Lots of folders can also be used for batoning, Ritter recently noted his Benchmade grip was designed for it for example. It isn't massively bigger than the Revolver. In fact it has a thinner blade, it lighter and shorter.

Robbie Roberson said:
I have loaded it (many times) with everything I can muster ... I weigh 290 pounds and 6ft. 4inch.
Loaded it how, with your actual weight on the blade?


-Cliff
 
Cliff Stamp said:
You need to use some decent knives.Cliff

WOW...I must have missed when you stopped by my house and examined my knives in person.

And I'll stand behind what I said, ANY axe or hatchet that has been properly sharpened is going to chop, cut or whatever other word you want to use, wood better than ANY knife.

Would you leave a pickup truck sitting in the garage while you transport a sofa on a motorcycle? :rolleyes:
 
Cliff, gross failure has never happened. I don't know how many pounds of pressure it would take to make the lock pin fail, but I would guess it would be a lot.

In doing the Research and Development on the knife SOG had to break a few to test the design, tight? I would think that any reputable company would know the extreme limits their design can be used for before they marketed it to the military, especially Special Forces units (though I would venture to say their is no one harder on gear than a 19 year old infantryman).

I would be taken back if SOG did not the the limits of its own products, what if it was far lower than may be encountered in an emergency? Isn't an actual emergency in the field a very bad time to find out the product suffers from a ppor design?

How were the knives tested by the military before being approved for issue?

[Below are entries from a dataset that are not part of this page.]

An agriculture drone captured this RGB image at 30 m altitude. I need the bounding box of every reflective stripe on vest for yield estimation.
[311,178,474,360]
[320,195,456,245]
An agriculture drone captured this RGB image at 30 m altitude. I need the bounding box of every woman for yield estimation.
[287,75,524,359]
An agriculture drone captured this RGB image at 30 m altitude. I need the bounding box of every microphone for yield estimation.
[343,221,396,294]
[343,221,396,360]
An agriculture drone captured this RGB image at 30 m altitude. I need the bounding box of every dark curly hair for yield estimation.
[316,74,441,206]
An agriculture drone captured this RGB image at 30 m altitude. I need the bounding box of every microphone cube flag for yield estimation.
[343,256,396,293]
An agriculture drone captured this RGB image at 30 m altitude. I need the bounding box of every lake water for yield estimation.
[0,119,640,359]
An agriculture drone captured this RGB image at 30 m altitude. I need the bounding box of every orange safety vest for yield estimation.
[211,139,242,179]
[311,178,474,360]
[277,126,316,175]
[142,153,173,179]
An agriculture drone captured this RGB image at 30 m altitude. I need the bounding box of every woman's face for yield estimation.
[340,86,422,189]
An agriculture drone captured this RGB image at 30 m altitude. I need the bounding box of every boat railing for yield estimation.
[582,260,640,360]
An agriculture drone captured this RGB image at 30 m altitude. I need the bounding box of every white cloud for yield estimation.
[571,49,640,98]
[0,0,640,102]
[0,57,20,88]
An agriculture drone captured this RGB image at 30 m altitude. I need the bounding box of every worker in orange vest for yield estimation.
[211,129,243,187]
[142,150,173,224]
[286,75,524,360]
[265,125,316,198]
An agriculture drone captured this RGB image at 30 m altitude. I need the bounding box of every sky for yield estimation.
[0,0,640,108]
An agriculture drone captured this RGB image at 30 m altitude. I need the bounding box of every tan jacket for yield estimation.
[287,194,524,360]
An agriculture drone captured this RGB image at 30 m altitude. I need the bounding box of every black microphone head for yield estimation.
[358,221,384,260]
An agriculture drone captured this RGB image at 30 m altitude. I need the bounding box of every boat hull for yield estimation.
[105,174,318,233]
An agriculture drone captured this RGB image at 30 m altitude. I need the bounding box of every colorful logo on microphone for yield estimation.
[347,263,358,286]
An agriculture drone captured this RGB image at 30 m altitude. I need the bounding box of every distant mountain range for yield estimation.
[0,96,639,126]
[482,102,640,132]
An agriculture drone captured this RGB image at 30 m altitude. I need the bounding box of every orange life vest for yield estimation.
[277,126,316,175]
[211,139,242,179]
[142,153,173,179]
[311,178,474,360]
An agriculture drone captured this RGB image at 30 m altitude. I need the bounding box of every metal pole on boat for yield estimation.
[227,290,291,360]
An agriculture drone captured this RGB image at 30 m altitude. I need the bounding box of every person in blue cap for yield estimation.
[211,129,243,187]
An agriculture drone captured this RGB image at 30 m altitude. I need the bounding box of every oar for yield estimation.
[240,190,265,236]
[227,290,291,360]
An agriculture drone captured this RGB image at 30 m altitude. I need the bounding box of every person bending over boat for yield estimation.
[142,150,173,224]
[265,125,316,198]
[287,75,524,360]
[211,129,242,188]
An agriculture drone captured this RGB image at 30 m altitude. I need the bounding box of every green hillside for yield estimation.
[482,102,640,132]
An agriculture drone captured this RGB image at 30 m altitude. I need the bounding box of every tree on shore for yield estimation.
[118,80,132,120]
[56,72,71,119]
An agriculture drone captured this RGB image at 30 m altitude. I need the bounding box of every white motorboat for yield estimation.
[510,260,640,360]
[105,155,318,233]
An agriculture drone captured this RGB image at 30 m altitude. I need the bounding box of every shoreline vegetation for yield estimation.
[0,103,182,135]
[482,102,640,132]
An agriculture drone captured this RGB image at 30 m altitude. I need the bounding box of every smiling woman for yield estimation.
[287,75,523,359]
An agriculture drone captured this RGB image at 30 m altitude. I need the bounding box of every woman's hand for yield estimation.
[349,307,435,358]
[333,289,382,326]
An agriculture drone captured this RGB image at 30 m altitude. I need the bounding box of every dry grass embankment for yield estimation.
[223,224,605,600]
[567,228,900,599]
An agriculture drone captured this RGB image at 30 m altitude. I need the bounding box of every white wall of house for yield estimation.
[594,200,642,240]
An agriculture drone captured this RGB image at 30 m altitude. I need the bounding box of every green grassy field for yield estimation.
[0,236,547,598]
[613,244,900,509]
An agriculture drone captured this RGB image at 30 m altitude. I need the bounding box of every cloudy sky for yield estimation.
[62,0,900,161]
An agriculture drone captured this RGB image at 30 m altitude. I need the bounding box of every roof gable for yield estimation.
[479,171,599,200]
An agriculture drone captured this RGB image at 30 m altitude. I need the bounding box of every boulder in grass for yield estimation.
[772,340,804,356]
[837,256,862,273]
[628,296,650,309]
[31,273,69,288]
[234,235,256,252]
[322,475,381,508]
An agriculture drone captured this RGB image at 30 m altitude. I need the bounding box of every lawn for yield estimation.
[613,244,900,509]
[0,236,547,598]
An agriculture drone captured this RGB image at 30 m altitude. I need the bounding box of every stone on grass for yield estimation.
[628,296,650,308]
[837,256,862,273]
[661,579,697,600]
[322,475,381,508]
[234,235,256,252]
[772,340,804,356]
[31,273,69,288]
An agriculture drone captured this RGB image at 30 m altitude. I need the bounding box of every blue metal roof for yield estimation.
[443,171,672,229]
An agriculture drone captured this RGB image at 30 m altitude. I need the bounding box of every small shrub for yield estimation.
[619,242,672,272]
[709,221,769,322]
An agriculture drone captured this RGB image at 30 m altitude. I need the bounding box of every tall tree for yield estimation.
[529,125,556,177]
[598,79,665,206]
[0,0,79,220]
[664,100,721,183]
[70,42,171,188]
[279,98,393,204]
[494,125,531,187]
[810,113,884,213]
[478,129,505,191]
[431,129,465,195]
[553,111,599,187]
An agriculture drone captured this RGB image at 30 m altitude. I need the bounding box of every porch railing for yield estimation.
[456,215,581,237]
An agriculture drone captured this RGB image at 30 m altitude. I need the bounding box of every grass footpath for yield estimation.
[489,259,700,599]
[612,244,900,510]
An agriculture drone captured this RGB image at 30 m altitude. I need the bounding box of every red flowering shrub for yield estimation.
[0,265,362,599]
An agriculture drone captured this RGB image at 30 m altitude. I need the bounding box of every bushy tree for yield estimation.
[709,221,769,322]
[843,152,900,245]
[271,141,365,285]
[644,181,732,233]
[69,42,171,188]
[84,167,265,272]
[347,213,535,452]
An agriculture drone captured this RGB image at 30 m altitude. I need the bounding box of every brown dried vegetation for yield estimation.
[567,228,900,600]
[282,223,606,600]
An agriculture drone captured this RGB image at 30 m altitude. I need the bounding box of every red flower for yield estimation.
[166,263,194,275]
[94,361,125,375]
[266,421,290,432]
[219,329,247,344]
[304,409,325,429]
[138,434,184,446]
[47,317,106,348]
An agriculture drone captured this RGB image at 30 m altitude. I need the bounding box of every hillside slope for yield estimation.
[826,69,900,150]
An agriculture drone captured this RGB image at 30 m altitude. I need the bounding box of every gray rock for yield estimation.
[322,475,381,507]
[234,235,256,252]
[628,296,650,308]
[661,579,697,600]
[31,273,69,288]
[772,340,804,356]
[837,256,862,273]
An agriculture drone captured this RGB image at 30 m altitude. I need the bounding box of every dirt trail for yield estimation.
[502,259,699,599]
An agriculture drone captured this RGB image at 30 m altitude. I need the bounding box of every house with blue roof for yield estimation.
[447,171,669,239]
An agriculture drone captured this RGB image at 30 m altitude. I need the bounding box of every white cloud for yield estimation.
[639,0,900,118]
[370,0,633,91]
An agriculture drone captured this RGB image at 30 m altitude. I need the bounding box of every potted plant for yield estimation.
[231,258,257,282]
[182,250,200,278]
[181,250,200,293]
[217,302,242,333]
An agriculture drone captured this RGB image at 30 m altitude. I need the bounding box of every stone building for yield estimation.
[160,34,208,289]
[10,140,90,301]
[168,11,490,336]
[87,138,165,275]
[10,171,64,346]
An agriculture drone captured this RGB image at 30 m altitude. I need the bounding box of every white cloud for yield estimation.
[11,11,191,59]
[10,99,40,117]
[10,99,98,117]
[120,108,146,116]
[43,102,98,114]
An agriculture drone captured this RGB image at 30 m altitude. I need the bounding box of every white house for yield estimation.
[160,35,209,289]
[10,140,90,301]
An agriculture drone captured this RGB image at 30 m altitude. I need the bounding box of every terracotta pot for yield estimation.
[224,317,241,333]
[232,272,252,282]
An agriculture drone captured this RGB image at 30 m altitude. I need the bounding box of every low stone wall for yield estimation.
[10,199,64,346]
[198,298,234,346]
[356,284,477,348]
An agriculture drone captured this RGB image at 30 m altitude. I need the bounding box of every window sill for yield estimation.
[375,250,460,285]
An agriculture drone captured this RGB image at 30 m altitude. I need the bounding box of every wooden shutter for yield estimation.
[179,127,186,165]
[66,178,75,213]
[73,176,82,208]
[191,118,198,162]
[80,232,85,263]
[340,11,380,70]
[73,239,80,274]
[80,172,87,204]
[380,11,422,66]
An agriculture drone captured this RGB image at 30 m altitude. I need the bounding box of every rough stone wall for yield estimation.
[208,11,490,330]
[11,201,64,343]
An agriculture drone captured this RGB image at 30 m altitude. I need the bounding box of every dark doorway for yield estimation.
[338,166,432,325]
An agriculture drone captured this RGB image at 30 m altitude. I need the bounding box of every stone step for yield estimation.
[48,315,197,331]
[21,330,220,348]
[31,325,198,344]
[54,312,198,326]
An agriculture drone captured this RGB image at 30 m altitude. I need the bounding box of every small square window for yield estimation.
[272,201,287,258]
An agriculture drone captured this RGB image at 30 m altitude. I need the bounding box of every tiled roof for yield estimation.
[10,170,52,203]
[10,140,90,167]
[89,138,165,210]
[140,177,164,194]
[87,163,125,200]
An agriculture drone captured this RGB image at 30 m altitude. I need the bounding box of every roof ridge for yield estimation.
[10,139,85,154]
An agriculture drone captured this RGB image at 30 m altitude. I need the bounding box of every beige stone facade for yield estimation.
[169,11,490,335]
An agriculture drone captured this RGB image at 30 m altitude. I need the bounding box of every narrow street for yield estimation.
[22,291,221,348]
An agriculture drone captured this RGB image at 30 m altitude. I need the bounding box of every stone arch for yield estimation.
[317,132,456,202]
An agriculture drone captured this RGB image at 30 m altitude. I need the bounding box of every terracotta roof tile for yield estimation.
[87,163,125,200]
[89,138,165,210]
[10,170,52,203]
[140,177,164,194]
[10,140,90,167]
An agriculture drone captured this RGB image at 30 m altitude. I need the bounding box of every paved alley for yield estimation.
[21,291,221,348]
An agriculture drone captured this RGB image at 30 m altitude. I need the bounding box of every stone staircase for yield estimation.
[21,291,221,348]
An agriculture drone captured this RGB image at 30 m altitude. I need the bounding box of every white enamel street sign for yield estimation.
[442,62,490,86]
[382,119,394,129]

As for not splitting wood with a folder, if a folder is all you have and you need the wood split ASAP, and smaller wood is saturated, you beter hope your folder is up to the task. (to start a fire before hypothermia sets in, these are being issued for cold weather use, right?)

The cheapest hatchet from wally world is gonna cut wood better than just about any knife.

Only the best hatchets (GB) will outchop good 9" class knives. See many reviews done on the forums for example.
 
The Last Confederate said:
WOW...I must have missed when you stopped by my house and examined my knives in person.
I don't need to, it is obvious they are really low end if they can't match a cheap hatchet on the woods I noted. The wood would have to get very large for a cheap hatchet to pull ahead of a decent long knife readily. Lots of knives are intended to cut wood, khukuris, parangs, goloks, etc. .

knifetester said:
I would think that any reputable company would know the extreme limits their design ...
I don't know the details of the construction but I would break them to verify that the blade would break if overloaded and not drive the saw into the hand. Spyderco does this for example to not just see where the knives break but also how which is just as important. Plus I would want to know what you can and could not do in regards to vertical prying (rocking the knife in woods) as well as batoning.

Only the best hatchets (GB) will outchop good 9" class knives.
Yeah take a bowie from Ray Kirk and see how many cheap hatchets out chop it, hell even try to radically outchop it with a GB hatchet, even small Valiant Goloks, orl Ontario machetes will take cheap hatchets on a wide range of wood types and sizes.

The cheap hatchets you get can not even match the performance of a decent 7" knife on a wide scope of work, the GB hatchet will take it readily on thick woods, but the knife will be better on lighter and springier woods and get about ~75% of the performance of the hatchet on thick woods until the wood gets so large that the knife starts to fail to get enough penetration to open a notch and you have to multiple notch a cut.